Continuando a sviluppare la sua teoria e a risolvere le equazioni, Schwarzschild scoprì nuovi segreti dei buchi neri per sé e per il mondo. Così, è stato in grado di calcolare, esclusivamente su carta, la distanza dal centro di un buco nero, dove è concentrata la sua massa, all'orizzonte degli eventi. Schwarzschild chiamò questa distanza raggio gravitazionale.

Nonostante il fatto che matematicamente le soluzioni di Schwarzschild fossero eccezionalmente corrette e non potessero essere confutate, la comunità scientifica dell'inizio del XX secolo non poteva accettare immediatamente una scoperta così scioccante e l'esistenza dei buchi neri veniva cancellata come una fantasia, che di tanto in tanto si è manifestata nella teoria della relatività. Per i successivi quindici anni, lo studio dello spazio per la presenza di buchi neri fu lento e solo pochi aderenti alla teoria del fisico tedesco vi si occuparono.

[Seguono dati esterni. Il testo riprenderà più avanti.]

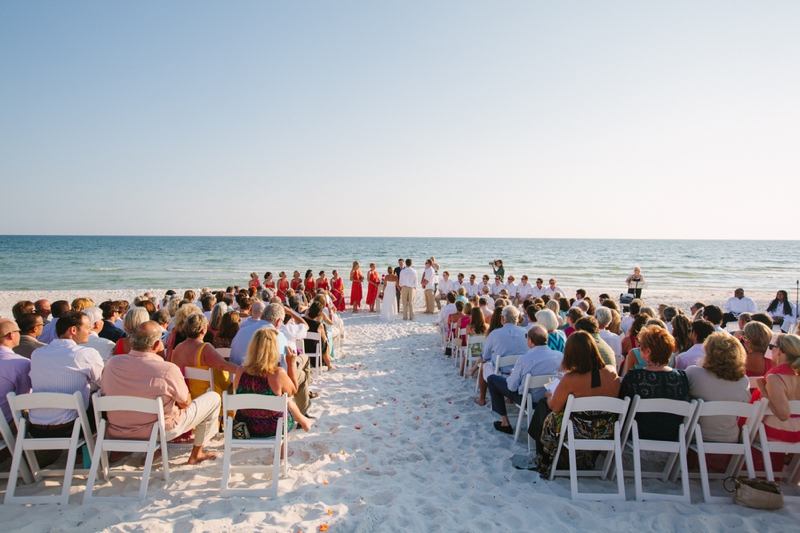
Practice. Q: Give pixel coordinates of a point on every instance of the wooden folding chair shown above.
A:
(157, 440)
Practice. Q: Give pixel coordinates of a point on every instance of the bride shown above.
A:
(389, 304)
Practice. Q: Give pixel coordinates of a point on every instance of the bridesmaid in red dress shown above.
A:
(356, 291)
(310, 284)
(337, 291)
(296, 280)
(283, 286)
(373, 283)
(269, 282)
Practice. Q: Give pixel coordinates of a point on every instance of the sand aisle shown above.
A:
(424, 459)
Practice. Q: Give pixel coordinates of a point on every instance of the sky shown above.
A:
(582, 119)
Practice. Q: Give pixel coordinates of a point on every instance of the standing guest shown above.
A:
(337, 291)
(656, 380)
(782, 310)
(586, 376)
(408, 285)
(636, 279)
(780, 385)
(22, 307)
(356, 289)
(14, 369)
(143, 374)
(110, 330)
(58, 308)
(540, 360)
(736, 305)
(261, 374)
(64, 366)
(30, 326)
(43, 309)
(103, 346)
(428, 286)
(756, 341)
(373, 286)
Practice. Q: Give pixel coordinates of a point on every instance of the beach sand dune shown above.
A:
(398, 445)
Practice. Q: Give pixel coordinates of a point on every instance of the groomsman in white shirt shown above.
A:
(445, 286)
(408, 286)
(428, 285)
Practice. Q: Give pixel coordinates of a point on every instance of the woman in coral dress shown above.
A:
(373, 284)
(337, 291)
(283, 286)
(356, 291)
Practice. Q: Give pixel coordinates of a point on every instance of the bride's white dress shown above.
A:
(389, 304)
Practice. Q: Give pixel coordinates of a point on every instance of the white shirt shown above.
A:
(103, 346)
(66, 367)
(429, 275)
(737, 306)
(408, 278)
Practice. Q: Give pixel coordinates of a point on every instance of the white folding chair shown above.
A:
(157, 440)
(255, 401)
(752, 413)
(767, 446)
(200, 374)
(317, 353)
(9, 442)
(81, 435)
(674, 448)
(527, 406)
(611, 446)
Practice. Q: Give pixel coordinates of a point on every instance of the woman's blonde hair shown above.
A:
(725, 357)
(262, 353)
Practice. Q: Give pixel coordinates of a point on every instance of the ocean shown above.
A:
(107, 262)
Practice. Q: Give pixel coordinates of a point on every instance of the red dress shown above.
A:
(356, 291)
(337, 291)
(283, 286)
(372, 290)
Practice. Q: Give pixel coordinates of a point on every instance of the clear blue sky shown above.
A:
(488, 119)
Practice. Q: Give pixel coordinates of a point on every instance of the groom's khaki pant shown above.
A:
(429, 300)
(407, 296)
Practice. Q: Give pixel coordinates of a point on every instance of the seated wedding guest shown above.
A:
(228, 328)
(103, 346)
(539, 360)
(57, 309)
(585, 376)
(780, 385)
(144, 374)
(261, 374)
(590, 326)
(110, 316)
(131, 321)
(30, 327)
(701, 330)
(14, 369)
(509, 339)
(756, 341)
(196, 353)
(736, 305)
(713, 314)
(720, 377)
(43, 309)
(656, 380)
(22, 307)
(682, 331)
(782, 310)
(64, 366)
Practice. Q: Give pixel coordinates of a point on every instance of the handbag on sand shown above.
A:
(755, 493)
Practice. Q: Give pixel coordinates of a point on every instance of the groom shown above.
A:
(407, 284)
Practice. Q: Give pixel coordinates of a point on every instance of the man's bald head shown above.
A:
(146, 337)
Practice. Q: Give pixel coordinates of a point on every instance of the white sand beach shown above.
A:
(398, 445)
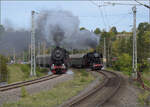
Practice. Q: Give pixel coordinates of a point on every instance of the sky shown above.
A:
(17, 14)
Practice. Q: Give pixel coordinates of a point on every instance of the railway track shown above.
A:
(100, 94)
(25, 83)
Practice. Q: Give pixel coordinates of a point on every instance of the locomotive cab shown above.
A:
(59, 60)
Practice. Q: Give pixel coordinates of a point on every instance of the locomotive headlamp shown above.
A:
(63, 66)
(52, 67)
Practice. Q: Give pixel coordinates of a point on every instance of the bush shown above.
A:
(124, 63)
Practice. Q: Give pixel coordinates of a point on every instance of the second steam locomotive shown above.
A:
(59, 61)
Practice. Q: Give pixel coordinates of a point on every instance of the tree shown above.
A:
(114, 30)
(123, 63)
(3, 69)
(97, 31)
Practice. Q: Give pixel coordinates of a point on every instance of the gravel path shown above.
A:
(126, 96)
(97, 81)
(15, 94)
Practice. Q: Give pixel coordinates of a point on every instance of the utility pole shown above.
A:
(44, 52)
(23, 56)
(33, 64)
(39, 51)
(104, 56)
(134, 60)
(14, 55)
(149, 12)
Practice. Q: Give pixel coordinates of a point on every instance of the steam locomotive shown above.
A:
(91, 60)
(59, 60)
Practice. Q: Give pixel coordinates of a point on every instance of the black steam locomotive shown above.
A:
(59, 60)
(91, 60)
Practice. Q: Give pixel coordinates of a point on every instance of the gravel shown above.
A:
(126, 96)
(95, 83)
(15, 94)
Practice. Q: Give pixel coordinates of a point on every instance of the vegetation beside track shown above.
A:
(21, 72)
(56, 95)
(144, 96)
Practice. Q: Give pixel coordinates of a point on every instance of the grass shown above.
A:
(57, 95)
(144, 97)
(21, 72)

Stelle che danno vita all'oscurità

Dopo che le equazioni di Einstein furono smontate, fu tempo di utilizzare le conclusioni tratte per comprendere la struttura dell'Universo. In particolare, nella teoria dell'evoluzione delle stelle. Non è un segreto che niente nel nostro mondo duri per sempre. Anche le stelle hanno il loro ciclo di vita, anche se più lungo di una persona.

Uno dei primi scienziati che si interessò seriamente all'evoluzione stellare fu il giovane astrofisico Subramanyan Chandrasekhar, originario dell'India. Nel 1930 ha rilasciato lavoro scientifico che descrive il presunto struttura interna stelle e i loro cicli vitali.

Già all'inizio del 20 ° secolo, gli scienziati hanno ipotizzato un fenomeno come la contrazione gravitazionale (collasso gravitazionale). Ad un certo punto della sua vita, una stella inizia a contrarsi a una velocità tremenda sotto l'influenza delle forze gravitazionali. Di norma, ciò accade al momento della morte di una stella, tuttavia, con un collasso gravitazionale, ci sono diversi modi per l'ulteriore esistenza di una palla rovente.

Il supervisore di Chandrasekhar, Ralph Fowler, un rispettato fisico teorico ai suoi tempi, suggerì che durante un collasso gravitazionale, qualsiasi stella si trasforma in una stella più piccola e più calda: una nana bianca. Ma si è scoperto che lo studente "ha infranto" la teoria dell'insegnante, condivisa dalla maggior parte dei fisici all'inizio del secolo scorso. Secondo il lavoro di un giovane indù, la morte di una stella dipende dalla sua massa iniziale. Ad esempio, solo quelle stelle la cui massa non supera 1,44 volte la massa del Sole possono diventare nane bianche. Questo numero è stato chiamato limite di Chandrasekhar. Se la massa della stella ha superato questo limite, muore in un modo completamente diverso. In determinate condizioni, una tale stella al momento della morte può rinascere in una nuova stella di neutroni, un altro mistero dell'Universo moderno. La teoria della relatività, d'altra parte, ci dice un'altra opzione: la compressione di una stella a valori ultra piccoli, e qui inizia la più interessante.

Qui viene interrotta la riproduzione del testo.